Question

In the figure, if $PQ\parallel ST,\mathrm{\angle }PQR={110}^0$ and $\mathrm{\angle }RST={130}^0,$ find $\mathrm{\angle }QRS.$

Answer 1

Hint: Draw a flat parallel line passing through point $R.$ Other construction can also be done to obtain the answers as per the requirements of the solution, and then use the properties of lines and angles.

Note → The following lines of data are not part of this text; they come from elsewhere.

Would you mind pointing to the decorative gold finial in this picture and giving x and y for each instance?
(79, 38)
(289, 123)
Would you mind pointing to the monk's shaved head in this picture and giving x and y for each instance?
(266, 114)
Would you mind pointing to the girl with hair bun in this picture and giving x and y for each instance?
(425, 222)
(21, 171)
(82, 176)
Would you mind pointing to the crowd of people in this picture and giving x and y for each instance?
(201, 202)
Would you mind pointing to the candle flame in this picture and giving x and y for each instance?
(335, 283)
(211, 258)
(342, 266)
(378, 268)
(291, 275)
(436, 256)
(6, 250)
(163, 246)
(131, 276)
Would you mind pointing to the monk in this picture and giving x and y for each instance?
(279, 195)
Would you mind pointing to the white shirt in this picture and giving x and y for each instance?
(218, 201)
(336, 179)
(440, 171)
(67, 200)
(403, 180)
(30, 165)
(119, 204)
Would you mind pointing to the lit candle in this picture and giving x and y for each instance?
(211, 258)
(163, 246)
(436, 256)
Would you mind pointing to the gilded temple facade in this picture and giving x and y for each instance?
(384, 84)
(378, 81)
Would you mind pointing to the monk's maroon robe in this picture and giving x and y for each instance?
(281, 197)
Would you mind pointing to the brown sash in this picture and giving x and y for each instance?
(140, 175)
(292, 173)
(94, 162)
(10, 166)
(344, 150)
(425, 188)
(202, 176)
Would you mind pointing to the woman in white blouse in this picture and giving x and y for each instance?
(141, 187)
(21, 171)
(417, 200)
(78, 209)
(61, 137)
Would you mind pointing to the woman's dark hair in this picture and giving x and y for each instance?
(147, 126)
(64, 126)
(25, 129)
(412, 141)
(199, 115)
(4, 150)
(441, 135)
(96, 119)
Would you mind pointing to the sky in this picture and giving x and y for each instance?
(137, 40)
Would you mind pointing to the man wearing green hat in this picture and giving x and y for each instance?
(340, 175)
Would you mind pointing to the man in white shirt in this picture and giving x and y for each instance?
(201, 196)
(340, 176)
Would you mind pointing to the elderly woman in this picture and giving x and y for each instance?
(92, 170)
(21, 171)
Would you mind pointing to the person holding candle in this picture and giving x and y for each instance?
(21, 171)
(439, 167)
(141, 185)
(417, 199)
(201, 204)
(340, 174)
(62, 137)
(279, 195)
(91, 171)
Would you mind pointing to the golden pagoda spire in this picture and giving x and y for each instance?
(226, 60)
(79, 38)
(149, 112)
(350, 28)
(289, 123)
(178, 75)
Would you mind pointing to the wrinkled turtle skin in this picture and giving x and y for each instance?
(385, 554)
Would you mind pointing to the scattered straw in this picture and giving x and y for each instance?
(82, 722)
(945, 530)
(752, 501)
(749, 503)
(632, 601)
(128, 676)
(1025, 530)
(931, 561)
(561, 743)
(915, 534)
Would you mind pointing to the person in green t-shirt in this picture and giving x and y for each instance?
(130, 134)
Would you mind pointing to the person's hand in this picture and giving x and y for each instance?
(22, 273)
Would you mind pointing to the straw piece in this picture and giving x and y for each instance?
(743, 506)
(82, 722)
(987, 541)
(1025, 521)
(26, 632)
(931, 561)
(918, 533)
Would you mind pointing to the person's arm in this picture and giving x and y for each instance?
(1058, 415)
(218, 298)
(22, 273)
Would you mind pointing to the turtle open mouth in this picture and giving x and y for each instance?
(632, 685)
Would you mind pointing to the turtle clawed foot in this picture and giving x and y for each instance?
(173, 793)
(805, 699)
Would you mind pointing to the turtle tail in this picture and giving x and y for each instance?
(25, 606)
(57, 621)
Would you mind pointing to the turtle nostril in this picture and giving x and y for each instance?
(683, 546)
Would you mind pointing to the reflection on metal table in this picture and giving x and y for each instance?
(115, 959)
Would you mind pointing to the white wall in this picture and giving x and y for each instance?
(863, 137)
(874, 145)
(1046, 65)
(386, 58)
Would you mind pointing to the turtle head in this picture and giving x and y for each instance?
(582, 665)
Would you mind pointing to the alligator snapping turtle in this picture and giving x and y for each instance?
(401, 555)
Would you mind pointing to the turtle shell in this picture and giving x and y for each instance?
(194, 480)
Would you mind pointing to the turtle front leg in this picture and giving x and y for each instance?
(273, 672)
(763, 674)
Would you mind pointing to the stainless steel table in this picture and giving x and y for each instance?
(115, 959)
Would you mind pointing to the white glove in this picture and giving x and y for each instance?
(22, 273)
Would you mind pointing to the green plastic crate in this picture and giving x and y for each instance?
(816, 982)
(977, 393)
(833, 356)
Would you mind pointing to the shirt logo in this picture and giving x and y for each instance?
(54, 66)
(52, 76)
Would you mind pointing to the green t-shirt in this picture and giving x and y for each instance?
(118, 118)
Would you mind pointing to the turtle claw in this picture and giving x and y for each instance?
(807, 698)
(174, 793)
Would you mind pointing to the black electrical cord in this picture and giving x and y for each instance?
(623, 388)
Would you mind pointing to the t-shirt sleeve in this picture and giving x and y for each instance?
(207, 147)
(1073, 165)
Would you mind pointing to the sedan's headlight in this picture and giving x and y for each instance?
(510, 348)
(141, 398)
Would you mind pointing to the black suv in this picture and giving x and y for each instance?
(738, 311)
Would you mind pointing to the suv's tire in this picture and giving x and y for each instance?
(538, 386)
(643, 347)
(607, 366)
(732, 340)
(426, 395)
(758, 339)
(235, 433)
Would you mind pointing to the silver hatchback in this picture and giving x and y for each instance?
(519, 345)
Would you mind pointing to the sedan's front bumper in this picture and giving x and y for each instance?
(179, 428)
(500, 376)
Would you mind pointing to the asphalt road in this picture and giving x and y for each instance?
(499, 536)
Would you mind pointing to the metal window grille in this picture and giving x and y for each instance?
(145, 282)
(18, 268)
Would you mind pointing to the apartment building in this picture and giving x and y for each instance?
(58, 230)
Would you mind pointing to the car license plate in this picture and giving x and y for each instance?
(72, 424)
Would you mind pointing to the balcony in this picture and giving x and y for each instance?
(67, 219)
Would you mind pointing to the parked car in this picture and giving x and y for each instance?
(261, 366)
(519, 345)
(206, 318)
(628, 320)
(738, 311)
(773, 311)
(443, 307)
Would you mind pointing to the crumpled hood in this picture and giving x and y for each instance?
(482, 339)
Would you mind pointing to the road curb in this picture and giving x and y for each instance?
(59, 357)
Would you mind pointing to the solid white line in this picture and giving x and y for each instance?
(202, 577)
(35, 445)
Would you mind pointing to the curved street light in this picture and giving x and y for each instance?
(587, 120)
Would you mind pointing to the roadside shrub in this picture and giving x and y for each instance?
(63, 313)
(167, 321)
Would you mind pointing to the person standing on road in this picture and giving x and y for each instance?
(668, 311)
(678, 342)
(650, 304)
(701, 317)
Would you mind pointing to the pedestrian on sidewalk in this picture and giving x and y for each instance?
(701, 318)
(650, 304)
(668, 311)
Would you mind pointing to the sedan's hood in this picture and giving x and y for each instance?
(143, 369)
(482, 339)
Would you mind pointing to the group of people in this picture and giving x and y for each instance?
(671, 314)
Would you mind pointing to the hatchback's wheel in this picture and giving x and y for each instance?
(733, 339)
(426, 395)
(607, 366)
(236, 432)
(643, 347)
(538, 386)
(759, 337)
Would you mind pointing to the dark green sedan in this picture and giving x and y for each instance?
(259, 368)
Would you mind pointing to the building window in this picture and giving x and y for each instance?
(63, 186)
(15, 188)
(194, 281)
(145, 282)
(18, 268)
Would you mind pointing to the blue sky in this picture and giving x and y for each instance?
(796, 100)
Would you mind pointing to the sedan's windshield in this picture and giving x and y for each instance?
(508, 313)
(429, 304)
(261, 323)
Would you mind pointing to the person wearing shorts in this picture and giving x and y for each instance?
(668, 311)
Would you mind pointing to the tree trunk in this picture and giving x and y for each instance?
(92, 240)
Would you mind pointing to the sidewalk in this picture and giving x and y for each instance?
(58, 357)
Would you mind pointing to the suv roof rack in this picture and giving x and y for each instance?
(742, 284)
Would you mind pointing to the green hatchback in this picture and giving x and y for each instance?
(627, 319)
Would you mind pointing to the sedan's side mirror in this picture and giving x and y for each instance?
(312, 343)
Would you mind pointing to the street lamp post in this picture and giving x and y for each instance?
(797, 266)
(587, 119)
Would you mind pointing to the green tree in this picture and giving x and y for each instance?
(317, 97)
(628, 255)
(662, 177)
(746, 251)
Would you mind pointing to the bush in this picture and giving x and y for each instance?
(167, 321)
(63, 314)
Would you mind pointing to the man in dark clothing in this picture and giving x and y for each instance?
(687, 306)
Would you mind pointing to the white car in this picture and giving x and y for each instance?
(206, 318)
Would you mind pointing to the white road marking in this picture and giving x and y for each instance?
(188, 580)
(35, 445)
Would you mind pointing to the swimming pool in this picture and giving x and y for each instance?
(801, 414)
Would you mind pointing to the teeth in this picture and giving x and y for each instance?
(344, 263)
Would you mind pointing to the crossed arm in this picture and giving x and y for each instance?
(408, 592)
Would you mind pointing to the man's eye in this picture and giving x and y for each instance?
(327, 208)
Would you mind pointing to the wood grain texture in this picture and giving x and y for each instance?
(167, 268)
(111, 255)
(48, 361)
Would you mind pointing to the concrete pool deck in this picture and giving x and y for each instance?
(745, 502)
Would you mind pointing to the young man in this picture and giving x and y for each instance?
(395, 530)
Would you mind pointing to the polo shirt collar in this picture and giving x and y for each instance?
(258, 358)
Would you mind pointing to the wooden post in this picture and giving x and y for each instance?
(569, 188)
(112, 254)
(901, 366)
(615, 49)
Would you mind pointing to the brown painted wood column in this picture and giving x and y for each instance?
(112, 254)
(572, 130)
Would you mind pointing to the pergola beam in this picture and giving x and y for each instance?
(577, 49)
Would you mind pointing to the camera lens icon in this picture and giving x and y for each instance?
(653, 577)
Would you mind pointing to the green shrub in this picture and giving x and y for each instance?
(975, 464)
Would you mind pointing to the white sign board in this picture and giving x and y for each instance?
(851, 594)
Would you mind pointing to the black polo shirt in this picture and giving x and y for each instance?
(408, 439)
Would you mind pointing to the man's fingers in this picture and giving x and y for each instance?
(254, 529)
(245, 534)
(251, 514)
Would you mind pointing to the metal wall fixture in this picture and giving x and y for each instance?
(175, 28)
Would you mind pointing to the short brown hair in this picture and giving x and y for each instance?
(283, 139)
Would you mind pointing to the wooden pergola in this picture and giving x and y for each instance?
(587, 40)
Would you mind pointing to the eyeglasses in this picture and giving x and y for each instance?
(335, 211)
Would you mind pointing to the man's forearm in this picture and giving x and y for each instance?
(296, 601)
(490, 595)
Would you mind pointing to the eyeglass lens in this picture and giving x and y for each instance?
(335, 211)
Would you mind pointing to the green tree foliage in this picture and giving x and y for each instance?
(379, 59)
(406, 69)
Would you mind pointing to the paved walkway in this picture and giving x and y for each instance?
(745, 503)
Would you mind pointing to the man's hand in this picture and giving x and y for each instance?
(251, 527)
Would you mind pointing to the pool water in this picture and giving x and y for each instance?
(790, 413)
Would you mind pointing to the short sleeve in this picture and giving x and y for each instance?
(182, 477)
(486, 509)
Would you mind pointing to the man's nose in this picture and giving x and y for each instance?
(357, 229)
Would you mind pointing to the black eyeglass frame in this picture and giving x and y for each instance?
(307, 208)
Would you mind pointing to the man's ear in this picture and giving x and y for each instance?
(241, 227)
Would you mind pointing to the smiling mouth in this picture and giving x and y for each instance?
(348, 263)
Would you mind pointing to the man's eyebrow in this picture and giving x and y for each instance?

Complete step-by-step answer:

Observe the diagram
We have done a construction for the simplicity of the question.
Let us assume, XY is a line, passing through R in such a way that it is parallel to PQ and ST. i.e.
 $PQ\parallel ST\parallel XY$
Now, since, parts of parallel lines are parallel, we can say that,
 $PQ\parallel XR$
And, using the transverse line rule for the transverse QR, we can say that
$\Rightarrow \mathrm{\angle }PQR+\mathrm{\angle }QRX={180}^0$ (since, the sum of the transverse angles between two parallel lines is equal to ${180}^0$ )
It is given to us that,
 $\mathrm{\angle }PQR={110}^0$
By substituting this value in the above equation, we get
$\Rightarrow {110}^0+\mathrm{\angle }QRX={180}^0$
By rearranging it, we get
$\Rightarrow \mathrm{\angle }QRX={180}^0-{110}^0$
 $\therefore \mathrm{\angle }QRX={70}^{\circ }$
Again, by using the property that, the parts of parallel lines are parallel, we can say that,
$ST\parallel RY$
And, using the transverse line rule for the transverse RS, we can say that
$\Rightarrow \mathrm{\angle }RST+\mathrm{\angle }SRY={180}^0$ (since, the sum of the transverse angles between two parallel lines is equal to ${180}^0$)
It is given to us that,
$\mathrm{\angle }RST={130}^0$
By substituting this value in the above equation, we get
$\Rightarrow {130}^0+\mathrm{\angle }SRY={180}^0$
By rearranging it, we get
$\mathrm{\angle }SRY={180}^0-{130}^0$
$\therefore \mathrm{\angle }SRY=50$
Now, we know that, a straight line always makes and angle of ${180}^0$
$\therefore \mathrm{\angle }XRY={180}^0$
But, $\mathrm{\angle }XRY=\mathrm{\angle }QRS+\mathrm{\angle }QRX+\mathrm{\angle }SRY$
Therefore, we can write
$\mathrm{\angle }QRS+\mathrm{\angle }QRX+\mathrm{\angle }SRY={180}^0$
By substituting the values of $\mathrm{\angle }QRX$ and $\mathrm{\angle }SRY$ , we get
$\mathrm{\angle }QRS+{70}^0+{50}^0={180}^0$
By re-arranging it, we get
$\mathrm{\angle }QRS={180}^0-{70}^0-{50}^0$
$\therefore \mathrm{\angle }QRS={60}^{\circ }$

Note: Sometimes, you need to understand that a construction is necessary to simplify the question. Like in this question, without the construction that we did, there would have been to ground to find a relationship between the given information and $\mathrm{\angle }QRS$ . Drawing one line parallel to the given lines made the question very easy for us.